In the phase 2 ARCHES-2 study, zodasiran showed reductions of ANGPTL3 up to -71% at week 8, TGs up to 59% at week 16, and low-density lipoprotein (LDL)-C up to -32% at week 16 in patients with mixed dyslipidemia.
The results show that plozarsiran and zodasiran hold potential to treat dyslipidemia, says data and analytics company GlobalData.
According to GlobalData’s analyst consensus sales forecast, plozasiran is expected to reach sales of $651 million by 2030, while zodasiran is expected to reach sales of $399 million by 2029.
Dr Shireen Mohammad, cardiovascular and metabolic disorders analyst at GlobalData, comments: “Plozasiran is an antisense oligonucleotide (ASO) and zodasiran is a small interfering RNA (siRNA). They are both RNA-based therapies that target specific genes involved in lipid metabolism, such as angiopoietin-like protein 3 (ANGPTL3) and apolipoprotein C3 (APOC3). ANGPTL3 is a protein that regulates lipid metabolism, and inhibiting this protein has been shown to reduce TG levels.”
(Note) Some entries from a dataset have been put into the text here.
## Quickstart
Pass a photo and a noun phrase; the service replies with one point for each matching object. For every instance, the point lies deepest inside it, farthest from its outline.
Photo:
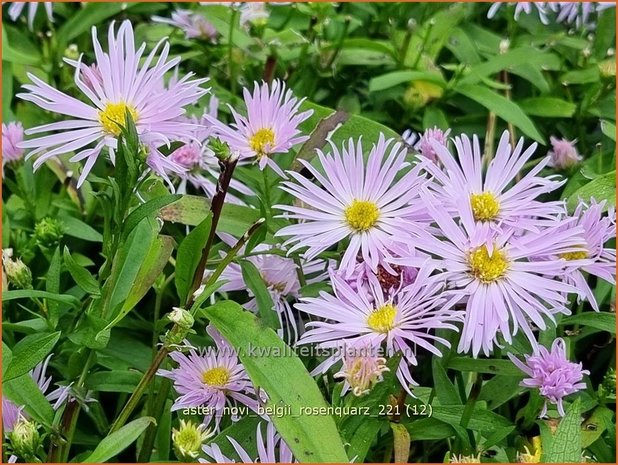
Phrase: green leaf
(7, 356)
(565, 446)
(502, 107)
(548, 107)
(81, 275)
(30, 351)
(24, 391)
(600, 188)
(118, 441)
(92, 14)
(151, 209)
(388, 80)
(77, 228)
(609, 129)
(599, 320)
(492, 366)
(255, 283)
(274, 367)
(129, 261)
(401, 443)
(445, 390)
(31, 294)
(189, 255)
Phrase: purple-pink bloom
(563, 153)
(364, 202)
(594, 258)
(194, 25)
(12, 136)
(270, 127)
(496, 196)
(126, 86)
(505, 280)
(401, 322)
(271, 449)
(432, 136)
(213, 378)
(552, 373)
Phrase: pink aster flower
(362, 202)
(212, 378)
(271, 449)
(11, 413)
(12, 136)
(280, 275)
(362, 369)
(400, 322)
(125, 86)
(16, 9)
(270, 127)
(495, 196)
(552, 373)
(432, 136)
(194, 25)
(594, 258)
(504, 282)
(563, 153)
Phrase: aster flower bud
(25, 438)
(181, 317)
(188, 440)
(465, 458)
(48, 232)
(17, 273)
(563, 154)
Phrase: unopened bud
(25, 438)
(17, 273)
(48, 232)
(188, 440)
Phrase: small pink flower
(563, 154)
(552, 373)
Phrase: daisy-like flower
(271, 449)
(594, 258)
(124, 86)
(551, 372)
(12, 136)
(212, 378)
(270, 127)
(16, 9)
(503, 275)
(194, 25)
(12, 413)
(494, 196)
(563, 153)
(400, 322)
(432, 136)
(364, 202)
(280, 274)
(362, 369)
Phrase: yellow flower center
(487, 268)
(574, 255)
(382, 319)
(218, 376)
(261, 141)
(112, 118)
(485, 206)
(362, 215)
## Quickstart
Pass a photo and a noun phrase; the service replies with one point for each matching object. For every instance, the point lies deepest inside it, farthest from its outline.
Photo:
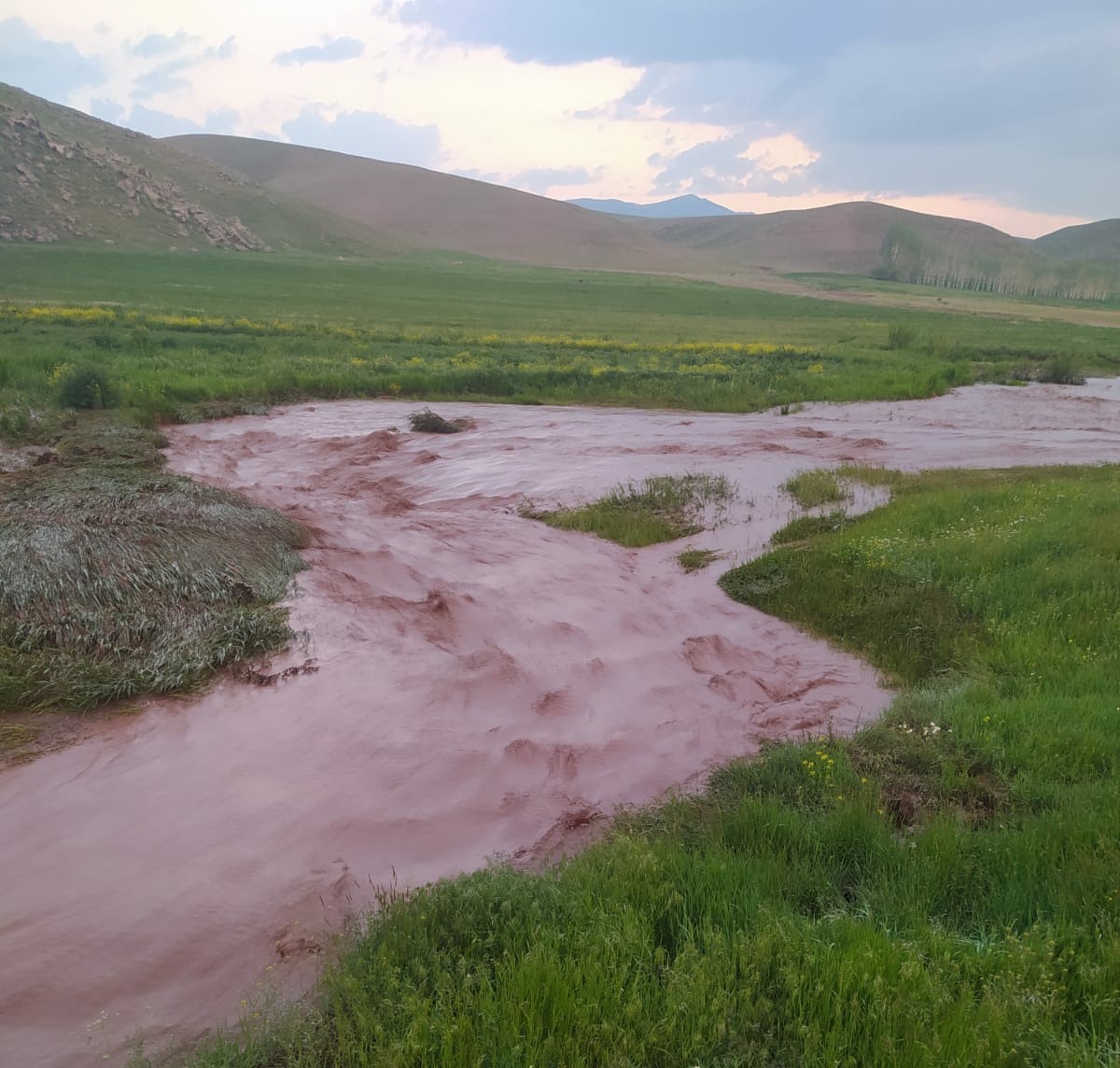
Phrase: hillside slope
(1090, 244)
(442, 211)
(67, 177)
(889, 244)
(843, 238)
(687, 206)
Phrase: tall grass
(219, 333)
(942, 889)
(661, 508)
(117, 579)
(811, 488)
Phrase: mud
(484, 686)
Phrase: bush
(428, 421)
(1061, 371)
(901, 336)
(87, 387)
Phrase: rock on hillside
(61, 188)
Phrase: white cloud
(490, 113)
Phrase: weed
(87, 386)
(811, 488)
(697, 559)
(428, 421)
(117, 579)
(661, 508)
(901, 335)
(809, 527)
(1062, 370)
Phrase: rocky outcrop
(53, 189)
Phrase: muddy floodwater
(485, 686)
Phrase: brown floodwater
(485, 687)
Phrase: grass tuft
(428, 421)
(661, 508)
(118, 580)
(697, 559)
(811, 488)
(809, 527)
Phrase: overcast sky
(1006, 111)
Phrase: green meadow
(174, 336)
(941, 889)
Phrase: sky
(1003, 111)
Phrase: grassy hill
(1091, 244)
(888, 242)
(67, 177)
(436, 210)
(441, 211)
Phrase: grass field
(941, 889)
(118, 579)
(171, 333)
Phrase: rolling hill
(687, 206)
(1091, 244)
(889, 244)
(67, 177)
(436, 210)
(440, 211)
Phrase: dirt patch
(485, 686)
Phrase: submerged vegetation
(697, 559)
(941, 889)
(812, 488)
(118, 579)
(661, 508)
(428, 421)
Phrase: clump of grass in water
(811, 488)
(953, 871)
(117, 579)
(697, 559)
(1061, 370)
(428, 421)
(661, 508)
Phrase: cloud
(367, 134)
(227, 50)
(540, 179)
(107, 110)
(161, 44)
(1016, 100)
(166, 77)
(45, 67)
(161, 123)
(333, 49)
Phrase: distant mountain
(1091, 244)
(889, 244)
(440, 211)
(688, 206)
(67, 177)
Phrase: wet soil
(469, 683)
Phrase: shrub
(901, 336)
(428, 421)
(1061, 370)
(87, 387)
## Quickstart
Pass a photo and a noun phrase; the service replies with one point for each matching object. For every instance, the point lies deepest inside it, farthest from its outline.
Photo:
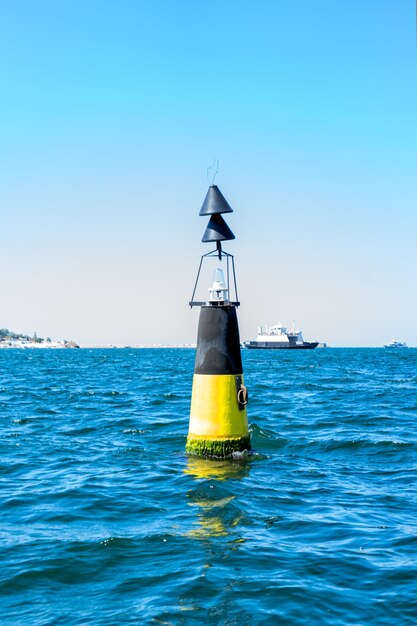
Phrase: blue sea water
(105, 520)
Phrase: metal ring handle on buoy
(242, 396)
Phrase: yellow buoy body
(218, 418)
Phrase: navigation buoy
(218, 419)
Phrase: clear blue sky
(110, 114)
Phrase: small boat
(277, 337)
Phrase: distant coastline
(10, 339)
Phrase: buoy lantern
(218, 419)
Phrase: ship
(277, 337)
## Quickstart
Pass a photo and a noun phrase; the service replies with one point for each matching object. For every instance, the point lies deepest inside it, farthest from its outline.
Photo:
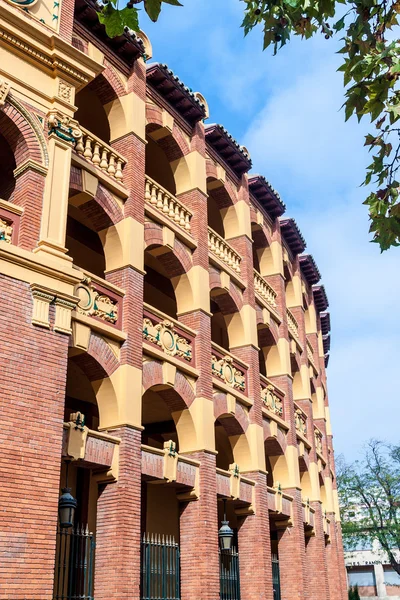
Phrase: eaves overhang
(175, 92)
(266, 196)
(325, 323)
(320, 298)
(227, 148)
(292, 236)
(309, 269)
(127, 47)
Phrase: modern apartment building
(165, 339)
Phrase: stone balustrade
(222, 250)
(229, 370)
(293, 325)
(167, 204)
(100, 154)
(99, 299)
(169, 335)
(271, 397)
(264, 290)
(300, 420)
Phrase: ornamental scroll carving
(300, 420)
(163, 334)
(271, 400)
(4, 89)
(224, 369)
(6, 230)
(94, 303)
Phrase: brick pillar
(33, 377)
(255, 541)
(199, 536)
(117, 575)
(316, 560)
(292, 556)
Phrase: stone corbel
(4, 89)
(42, 298)
(235, 480)
(77, 436)
(63, 127)
(170, 461)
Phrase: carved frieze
(224, 369)
(164, 335)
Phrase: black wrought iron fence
(73, 578)
(276, 581)
(229, 575)
(160, 568)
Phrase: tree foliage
(369, 495)
(371, 69)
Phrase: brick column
(316, 558)
(255, 546)
(33, 377)
(199, 536)
(292, 556)
(117, 574)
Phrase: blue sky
(286, 111)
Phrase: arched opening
(158, 289)
(268, 354)
(158, 166)
(159, 425)
(83, 243)
(223, 447)
(220, 212)
(7, 167)
(219, 329)
(91, 113)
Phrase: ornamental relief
(6, 231)
(163, 335)
(272, 401)
(93, 303)
(224, 369)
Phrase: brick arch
(103, 210)
(273, 446)
(99, 361)
(176, 261)
(236, 424)
(177, 398)
(20, 135)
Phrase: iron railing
(276, 581)
(73, 578)
(229, 575)
(160, 568)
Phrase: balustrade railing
(222, 250)
(264, 290)
(170, 336)
(293, 325)
(167, 204)
(300, 420)
(99, 299)
(100, 154)
(225, 367)
(271, 397)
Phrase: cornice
(45, 48)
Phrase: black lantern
(225, 534)
(66, 506)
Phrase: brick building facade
(165, 338)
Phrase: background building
(370, 569)
(165, 338)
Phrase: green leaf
(153, 9)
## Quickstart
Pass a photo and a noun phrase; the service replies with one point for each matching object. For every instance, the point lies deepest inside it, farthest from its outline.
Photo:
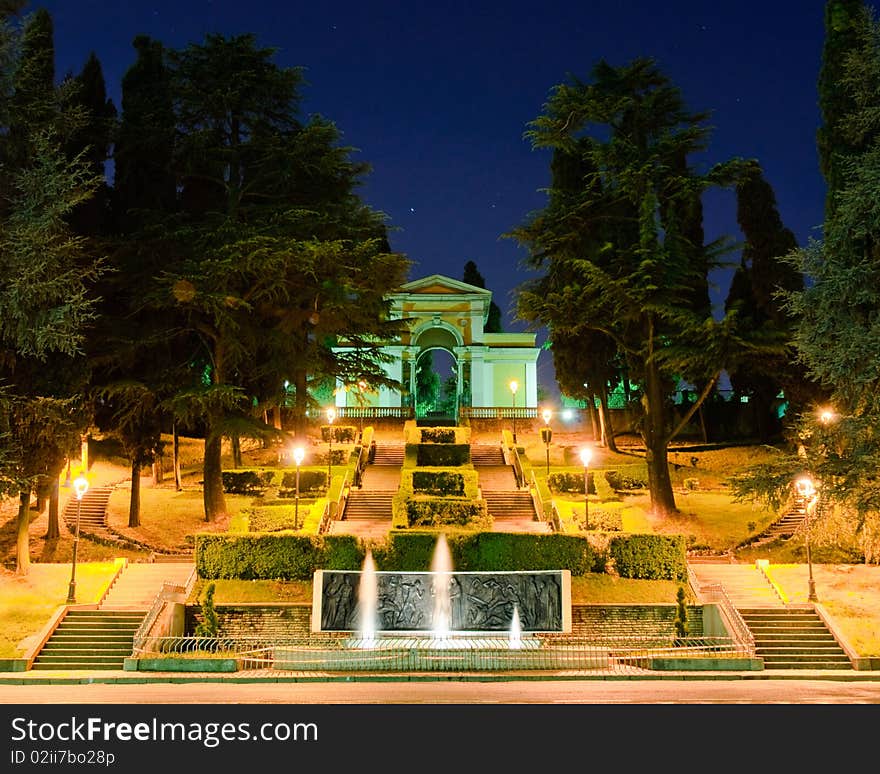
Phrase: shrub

Zodasiran is being investigated for the treatment of homozygous familial hypercholesterolemia (HoFH), with plans for phase 3 clinical trials.
ARO-ANG3 is forecast to launch in 2026. In March 2023, Arrowhead Pharmaceuticals announced that the FDA had granted fast track designation to ARO-APOC3 for reducing triglycerides in adult patients with familial chylomicronemia syndrome (FCS).
ARO-APOC3 is currently being investigated in a phase 3 clinical study in patients with FCS and is forecast to launch in 2026.
According to key opinion leaders interviewed by GlobalData, there is an unmet need for drugs that treat severe genetic disorders, including FCS and familial hypercholesterolemia (FH).
Currently, there are no FDA-approved therapies to treat FCS. Therefore, there is a critical unmet need for new FCS treatments that effectively lower triglyceride levels and prevent the complications associated with this disease.
Dr Mohammad concludes: “If approved, plozasiran and zodasiran will offer hope to dyslipidemia patients. However, drug developers will need to carefully consider how they price their medications and which patients they will initially target in order to successfully penetrate the market.”